I know that since leaving Bridgestone and starting Rivendell in 1994 he tried a bunch of ideas while staying true to some basic preferences:
- lugged steel frames
- threaded forks
- high and unusually shaped handlebars
- low bottom brackets
- as few sprockets as he can get away with
- flat pedals
- rim brakes
- plenty of tyre clearance
Anyway, his Leo Roadini intrigues me, first of all because at $900 it’s a lot cheaper than Rivendell’s earlier Rambouillet or Roadeo frames.

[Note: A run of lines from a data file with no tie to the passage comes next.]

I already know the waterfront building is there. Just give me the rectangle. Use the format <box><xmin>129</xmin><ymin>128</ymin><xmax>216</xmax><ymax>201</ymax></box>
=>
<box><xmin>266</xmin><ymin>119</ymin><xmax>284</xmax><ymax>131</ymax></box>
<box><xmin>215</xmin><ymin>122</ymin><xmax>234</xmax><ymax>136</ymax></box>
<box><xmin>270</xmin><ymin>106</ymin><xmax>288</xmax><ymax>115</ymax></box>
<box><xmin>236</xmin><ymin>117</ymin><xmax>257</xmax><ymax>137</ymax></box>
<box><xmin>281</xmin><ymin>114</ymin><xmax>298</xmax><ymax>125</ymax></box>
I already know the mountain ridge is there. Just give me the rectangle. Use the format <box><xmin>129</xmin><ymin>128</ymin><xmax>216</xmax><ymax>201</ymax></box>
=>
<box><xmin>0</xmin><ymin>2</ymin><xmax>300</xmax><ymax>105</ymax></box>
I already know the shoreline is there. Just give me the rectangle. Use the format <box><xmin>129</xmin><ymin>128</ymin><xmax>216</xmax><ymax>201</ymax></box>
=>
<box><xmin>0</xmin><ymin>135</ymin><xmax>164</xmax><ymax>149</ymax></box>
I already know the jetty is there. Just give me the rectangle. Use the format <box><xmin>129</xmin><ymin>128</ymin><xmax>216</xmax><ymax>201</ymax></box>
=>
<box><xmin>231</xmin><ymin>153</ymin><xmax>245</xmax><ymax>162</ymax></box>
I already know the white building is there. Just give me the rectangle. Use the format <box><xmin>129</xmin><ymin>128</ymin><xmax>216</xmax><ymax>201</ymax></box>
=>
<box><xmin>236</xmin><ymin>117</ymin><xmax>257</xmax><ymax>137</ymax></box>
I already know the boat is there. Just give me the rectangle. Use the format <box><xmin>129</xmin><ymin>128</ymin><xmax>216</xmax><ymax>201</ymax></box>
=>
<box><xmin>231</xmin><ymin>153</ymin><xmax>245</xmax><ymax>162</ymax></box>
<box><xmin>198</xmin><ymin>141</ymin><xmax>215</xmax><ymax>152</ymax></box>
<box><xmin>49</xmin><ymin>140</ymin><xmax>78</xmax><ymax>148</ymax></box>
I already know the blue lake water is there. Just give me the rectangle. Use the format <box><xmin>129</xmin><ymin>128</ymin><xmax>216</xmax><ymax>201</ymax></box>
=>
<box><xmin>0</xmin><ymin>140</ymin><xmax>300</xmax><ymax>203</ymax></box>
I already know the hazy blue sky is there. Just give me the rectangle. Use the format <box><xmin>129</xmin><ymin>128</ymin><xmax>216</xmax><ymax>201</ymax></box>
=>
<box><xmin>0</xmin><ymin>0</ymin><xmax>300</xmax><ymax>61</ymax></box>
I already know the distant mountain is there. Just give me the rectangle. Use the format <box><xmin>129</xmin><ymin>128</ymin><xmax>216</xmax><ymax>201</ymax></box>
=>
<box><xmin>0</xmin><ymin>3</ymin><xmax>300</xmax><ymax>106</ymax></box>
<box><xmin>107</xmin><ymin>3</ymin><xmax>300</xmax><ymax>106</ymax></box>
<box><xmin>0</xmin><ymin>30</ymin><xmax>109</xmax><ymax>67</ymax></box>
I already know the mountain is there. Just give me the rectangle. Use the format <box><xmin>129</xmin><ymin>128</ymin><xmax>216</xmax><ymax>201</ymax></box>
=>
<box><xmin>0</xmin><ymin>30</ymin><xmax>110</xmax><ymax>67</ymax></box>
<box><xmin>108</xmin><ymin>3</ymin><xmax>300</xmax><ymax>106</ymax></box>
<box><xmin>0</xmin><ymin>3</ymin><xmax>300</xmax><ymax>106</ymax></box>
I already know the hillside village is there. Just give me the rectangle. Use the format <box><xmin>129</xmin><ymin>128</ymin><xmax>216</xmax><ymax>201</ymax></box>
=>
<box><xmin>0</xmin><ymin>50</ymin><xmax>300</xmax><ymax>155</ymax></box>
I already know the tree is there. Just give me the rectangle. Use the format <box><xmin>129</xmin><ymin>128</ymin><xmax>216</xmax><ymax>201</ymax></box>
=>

That’s because it’s built in Taiwan with fewer lugs and cheaper tubes. Still, it looks high quality in pictures.
Here’s a description in PDF format, starting with a rabble-rousing assessment of the present-day road bike:
“When the ‘80s mtn bike & its lite variants took over comfortable & practical riding, the road bike retreated to extremism and hasn’t recovered. Today’s typical road bike is suitable only for head-down/follow-the-butt riding on dry and smooth roads. Years of tech-chasing and weight wars have sucked the sense out of it.”
Comparing the geometry of the 54 cm Roadini with my 54 cm Spa Audax:
- the 75 mm bottom bracket drop is fully 12.5 mm more than the Spa
- despite this, the head tube is much longer at 190.5 mm versus 135 mm. The head tube is for 1-inch forks rather than 1-1/8". The supplied fork is threaded rather than threadless
- same seat tube angle of 72.5 degrees
- same head tube angle of 72 degrees, but the Rivendell has 5 mm more fork rake for a somewhat lower trail
- 450 mm chainstays, considerably longer than the Spa’s already generous 425 mm
- 26.8 mm seatpost versus Spa’s 27.2 mm. Presumably the Spa uses thinner-walled tubes
- an unusual seat cluster lug with ball and socket joints for the seatstays versus TIG welding (the Roadini is welded elsewhere)
- and many other small differences.
What think ye of Petersen’s design? How would you buy it in Europe anyway?